The shelter had seven levels. They ended up on the lowest one. The doors remained open, all the way up. That’s all that kept Sam down there. He’d have bolted back to the top, if escape hadn’t been clear. The echoes and unnatural light unnerved him.

“I didn’t put an elevator in it because everything’s on solar,” Jeremy said, then corrected himself. “I say I designed the shelter, but it was a collaboration. I did the on-site design, and scientists all over the world commented on it and created specific systems. We built them here. There’s no elevator because we didn’t want to use as much solar power as an elevator takes, and I didn’t know how much the blasts would throw the shaft out of alignment.

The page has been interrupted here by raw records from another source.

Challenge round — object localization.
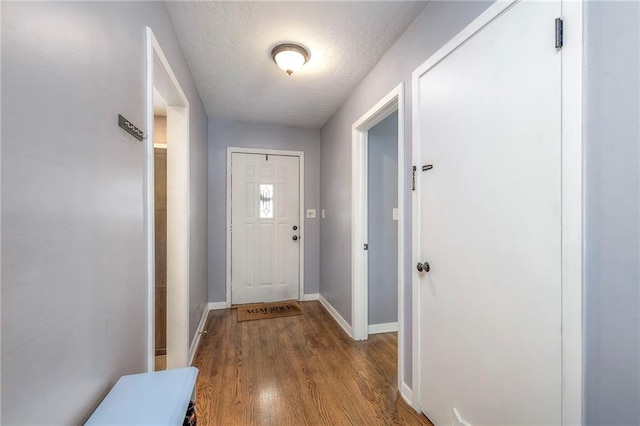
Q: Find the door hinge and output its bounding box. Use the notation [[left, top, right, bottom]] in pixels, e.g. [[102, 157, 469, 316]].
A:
[[411, 166, 417, 191], [556, 18, 564, 49]]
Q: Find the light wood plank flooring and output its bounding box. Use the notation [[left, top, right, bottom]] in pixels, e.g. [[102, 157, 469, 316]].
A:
[[193, 302, 431, 426]]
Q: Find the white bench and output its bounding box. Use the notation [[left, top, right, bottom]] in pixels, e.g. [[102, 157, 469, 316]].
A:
[[85, 367, 198, 426]]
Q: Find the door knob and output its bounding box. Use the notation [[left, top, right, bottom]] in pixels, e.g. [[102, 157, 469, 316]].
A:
[[416, 262, 431, 272]]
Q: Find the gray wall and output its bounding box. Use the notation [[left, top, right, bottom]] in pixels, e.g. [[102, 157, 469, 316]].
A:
[[1, 2, 207, 424], [584, 1, 640, 425], [320, 1, 491, 386], [209, 120, 320, 302], [367, 112, 398, 325]]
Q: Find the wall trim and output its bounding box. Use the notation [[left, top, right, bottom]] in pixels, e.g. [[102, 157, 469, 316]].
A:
[[318, 295, 353, 338], [368, 322, 398, 334], [208, 302, 228, 311], [225, 146, 306, 308], [188, 304, 211, 365], [400, 382, 419, 411]]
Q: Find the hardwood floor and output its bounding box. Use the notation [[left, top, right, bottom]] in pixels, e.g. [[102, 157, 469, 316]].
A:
[[193, 302, 431, 426]]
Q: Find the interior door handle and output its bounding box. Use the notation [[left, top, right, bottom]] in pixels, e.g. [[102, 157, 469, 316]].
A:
[[416, 262, 431, 272]]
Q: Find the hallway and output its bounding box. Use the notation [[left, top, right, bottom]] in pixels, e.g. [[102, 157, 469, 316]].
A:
[[193, 302, 431, 426]]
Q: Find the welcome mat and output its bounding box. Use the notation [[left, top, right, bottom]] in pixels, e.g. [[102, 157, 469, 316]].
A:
[[238, 300, 302, 321]]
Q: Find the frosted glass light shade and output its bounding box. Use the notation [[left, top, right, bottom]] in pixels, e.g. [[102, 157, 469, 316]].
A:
[[271, 44, 309, 75]]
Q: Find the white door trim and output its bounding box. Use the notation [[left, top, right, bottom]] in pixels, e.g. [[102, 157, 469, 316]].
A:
[[144, 27, 190, 371], [351, 82, 406, 389], [412, 1, 583, 425], [225, 146, 306, 308]]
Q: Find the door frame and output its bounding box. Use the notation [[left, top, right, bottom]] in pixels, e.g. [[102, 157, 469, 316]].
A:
[[225, 146, 306, 308], [412, 0, 584, 424], [144, 27, 190, 372], [351, 82, 406, 389]]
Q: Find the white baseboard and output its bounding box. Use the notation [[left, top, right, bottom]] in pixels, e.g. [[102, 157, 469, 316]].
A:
[[400, 382, 415, 408], [369, 322, 398, 334], [189, 304, 211, 365], [209, 302, 228, 311], [318, 295, 353, 339]]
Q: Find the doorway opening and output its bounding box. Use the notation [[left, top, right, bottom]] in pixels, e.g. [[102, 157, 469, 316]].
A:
[[145, 27, 189, 371], [351, 83, 406, 389], [153, 89, 167, 371]]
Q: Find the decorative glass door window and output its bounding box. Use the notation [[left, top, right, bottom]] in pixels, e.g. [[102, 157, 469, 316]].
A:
[[260, 183, 273, 219]]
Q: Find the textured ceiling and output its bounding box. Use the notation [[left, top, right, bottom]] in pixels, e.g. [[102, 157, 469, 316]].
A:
[[165, 1, 426, 128]]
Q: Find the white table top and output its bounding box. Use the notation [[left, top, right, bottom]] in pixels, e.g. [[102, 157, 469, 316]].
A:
[[85, 367, 198, 426]]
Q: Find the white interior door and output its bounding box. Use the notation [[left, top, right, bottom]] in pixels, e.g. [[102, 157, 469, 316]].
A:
[[414, 2, 562, 425], [231, 152, 301, 304]]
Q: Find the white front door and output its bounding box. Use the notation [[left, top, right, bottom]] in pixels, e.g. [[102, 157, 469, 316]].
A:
[[231, 152, 301, 304], [414, 2, 562, 425]]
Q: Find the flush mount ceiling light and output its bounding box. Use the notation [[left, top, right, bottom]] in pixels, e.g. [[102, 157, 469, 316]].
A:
[[271, 43, 309, 75]]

“We built the shelter with everything important on the bottom. This level will be radiation-free no matter what. As the radiation clears, we’ll be able to go to the higher levels. I don’t know how long that will take. The shelter is designed for two thousand years’ occupancy. That’s the worst-case scenario.”

Sam looked around, feeling hope desert him. Rupert shuddered and pulled close to his da like a kiddie.